Out of My Comfort Zone
Luna Cameron-Parrish describes how her ideas evolved
It’s safe to say that many, if not most, of my initial ideas for the Melbourne: Our Creative Heart project never made it to fruition.
That’s not unusual for me – I generally expect that the evolutionary process of making art will necessarily involve some natural selection and some culling along the way! The difference here was the collaborative aspect of the project.
The collaborative process
It was at times challenging, but always interesting and thought-provoking, to see how the other artists interpreted the many ideas we had. We honed and refined those concepts over time, to create something cohesive. The many conversations I’ve had with everyone over the past year has been the most valuable part of the process. This realisation is manifested in the first piece I created: I Reflect You Reflect Me.
The evolution of an idea
Melbourne’s coffee culture appealed to me right from the outset. It not only became a fun material to experiment with, but was often a part of our group meetings. Some group members started collecting coffee cups for me, which I took apart and laid out to display their designs and textures.
I made up pots of coffee in various strengths and experimented with dyeing paper, then used different dilutions as a paint. Lindsay Hussey took one of these pieces and cut it up to play with the various patterns.
Burlap coffee sacks became background material and coffee beans became the inspiration as well as the defining feature of a new muse.
Experiments that didn’t make it
There is quite a big difference between starting with a concept and experimenting to see how you can manifest it, versus experimenting with a material purely to see what you can do with it. They are both interesting processes.
I wanted to create a bas-relief of my hands, because I so enjoy the physical act of making. It was much harder than I thought it would be!
I tried polymer clay cut-outs, then imprinting into plaster of Paris, but neither gave me the result I was after. Next it was some trial and error with casting agents: silicone, plaster bandage and alginate.
The best results were attained by submersing my hands into alginate and then using plaster of Paris. This gave me hands with the best detail, although they were more 3-D than I had originally envisaged.
The final work displays the polymer clay and the plaster hands. I can’t honestly say that I was altogether happy with it, but it does demonstrate the process I went through quite well.
Art play dates
In contrast, my “art play dates” with Lindsay Hussey and Penny Sharples were all about experimentation and fun. We had no attachment to any preconceived outcome.
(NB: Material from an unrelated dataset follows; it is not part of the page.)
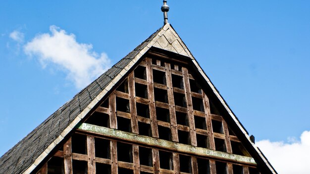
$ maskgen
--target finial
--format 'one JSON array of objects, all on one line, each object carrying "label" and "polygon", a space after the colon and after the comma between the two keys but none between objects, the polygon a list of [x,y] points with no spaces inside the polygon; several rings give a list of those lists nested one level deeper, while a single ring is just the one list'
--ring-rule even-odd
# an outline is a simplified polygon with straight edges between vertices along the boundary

The first sessions involved the two of them coming to my studio, where we moulded shapes from fibreglass mesh and cement paste. We thought that these might become part of a central installation (they didn’t …).
My time at Penny’s house, experimenting with oil and cold wax, yielded some nice results. While not included in the final exhibition, I think they have potential for further development…
Overall, this project has certainly pushed me out of my comfort zone, which ultimately can only be a good thing! I want to thank all the Creativity Cluster members for their contribution and, of course, the City of Melbourne for its support.